Mohon tunggu...
Sandi Utama
Sandi Utama Mohon Tunggu... Tukang Sapu -

Seorang petualang, ingin bercerita tetapi lebih ingin didengar...

Selanjutnya

Tutup

Money

Memberi Makan Orang Indonesia 2015

15 Januari 2014   11:42 Diperbarui: 24 Juni 2015   02:49 76
+
Laporkan Konten
Laporkan Akun
Kompasiana adalah platform blog. Konten ini menjadi tanggung jawab bloger dan tidak mewakili pandangan redaksi Kompas.
Lihat foto
Bagikan ide kreativitasmu dalam bentuk konten di Kompasiana | Sumber gambar: Freepik

Bonus demografi yang ditandai dengan dominasi dalam populasi yang berusia 15-64 tahun dan penurunan proporsi penduduk muda akan semakin meningkatkan kebutuhan akan makanan . Di Indonesia , ketahanan pangan sangat terkait dengan pasokan beras sebagai makanan pokok . Volatile perubahan dalam stok beras menyebabkan dampak yang signifikan tidak hanya pada kinerja ekonomi , tetapi juga dapat menyebabkan ketidakstabilan politik yang bisa menjadi pemicu kekacauan .

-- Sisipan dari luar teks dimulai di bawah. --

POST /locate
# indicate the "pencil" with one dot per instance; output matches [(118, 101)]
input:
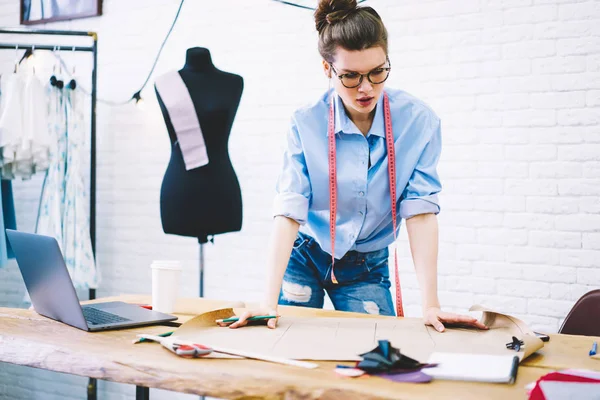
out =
[(139, 340), (256, 318)]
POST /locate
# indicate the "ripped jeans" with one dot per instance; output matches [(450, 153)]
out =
[(363, 279)]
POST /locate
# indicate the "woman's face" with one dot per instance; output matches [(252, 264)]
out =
[(363, 98)]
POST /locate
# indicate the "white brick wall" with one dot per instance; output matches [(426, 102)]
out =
[(516, 83)]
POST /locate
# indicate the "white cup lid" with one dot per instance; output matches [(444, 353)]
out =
[(166, 264)]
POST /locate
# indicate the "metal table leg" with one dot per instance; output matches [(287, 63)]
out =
[(92, 389)]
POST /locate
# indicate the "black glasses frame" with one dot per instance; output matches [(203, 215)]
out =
[(368, 75)]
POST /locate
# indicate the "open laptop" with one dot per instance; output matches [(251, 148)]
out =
[(53, 294)]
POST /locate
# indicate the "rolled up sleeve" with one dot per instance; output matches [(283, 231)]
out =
[(421, 193), (293, 185)]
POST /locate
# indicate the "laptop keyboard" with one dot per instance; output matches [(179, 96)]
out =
[(93, 316)]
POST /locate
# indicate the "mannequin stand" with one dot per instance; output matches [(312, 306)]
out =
[(201, 283)]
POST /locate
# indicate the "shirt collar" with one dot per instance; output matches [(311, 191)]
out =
[(344, 124)]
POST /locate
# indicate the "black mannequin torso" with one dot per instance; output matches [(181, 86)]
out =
[(204, 201)]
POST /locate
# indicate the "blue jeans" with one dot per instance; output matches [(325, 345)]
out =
[(363, 279)]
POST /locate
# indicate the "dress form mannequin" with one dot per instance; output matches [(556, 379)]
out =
[(206, 200)]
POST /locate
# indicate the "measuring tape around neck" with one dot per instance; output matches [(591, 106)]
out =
[(389, 138)]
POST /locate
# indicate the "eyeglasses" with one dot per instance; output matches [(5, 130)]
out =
[(354, 79)]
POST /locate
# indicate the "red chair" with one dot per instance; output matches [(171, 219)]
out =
[(584, 317)]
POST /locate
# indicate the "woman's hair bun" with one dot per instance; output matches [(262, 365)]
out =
[(330, 12)]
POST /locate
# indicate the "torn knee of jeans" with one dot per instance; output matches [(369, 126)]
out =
[(371, 307), (296, 293)]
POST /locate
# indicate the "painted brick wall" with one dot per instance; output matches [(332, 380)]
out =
[(515, 82)]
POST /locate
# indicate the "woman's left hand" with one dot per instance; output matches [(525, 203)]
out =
[(435, 317)]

Stok beras harus benar-benar dijaga .

Sebuah stok beras aman dapat dipertahankan melalui produksi dalam negeri atau impor . Telah diketahui secara luas bahwa untuk negara-negara berkembang dengan daerah pertanian yang besar seperti Indonesia , yang pertama adalah pilihan terbaik . Namun, biasanya produksi tanaman di Indonesia menghadapi banyak masalah . Masalah timbul pada setiap bagian dari rantai pasokan seperti dalam produksi pertanian , distribusi dan pemasaran .

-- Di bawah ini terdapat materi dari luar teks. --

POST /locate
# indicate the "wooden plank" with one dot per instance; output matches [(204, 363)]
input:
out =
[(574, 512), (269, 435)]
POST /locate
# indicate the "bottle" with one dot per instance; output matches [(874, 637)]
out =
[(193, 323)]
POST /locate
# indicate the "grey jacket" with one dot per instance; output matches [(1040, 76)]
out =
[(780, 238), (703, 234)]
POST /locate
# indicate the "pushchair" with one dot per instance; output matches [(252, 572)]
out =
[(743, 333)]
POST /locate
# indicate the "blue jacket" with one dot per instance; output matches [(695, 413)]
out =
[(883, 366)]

Pada peternakan , petani harus berurusan dengan beberapa masalah klasik seperti kekurangan bibit berkualitas , perubahan iklim dan terbatasnya akses terhadap informasi . Kondisi geografis merupakan sumber masalah dalam rantai pasokan pertanian komoditas . Hal ini tidak mudah bagi petani atau pedagang untuk memindahkan produk pertanian di seluruh provinsi , yang mengarah ke harga tinggi . Sayangnya , harga tinggi tidak berarti keuntungan yang lebih tinggi bagi petani .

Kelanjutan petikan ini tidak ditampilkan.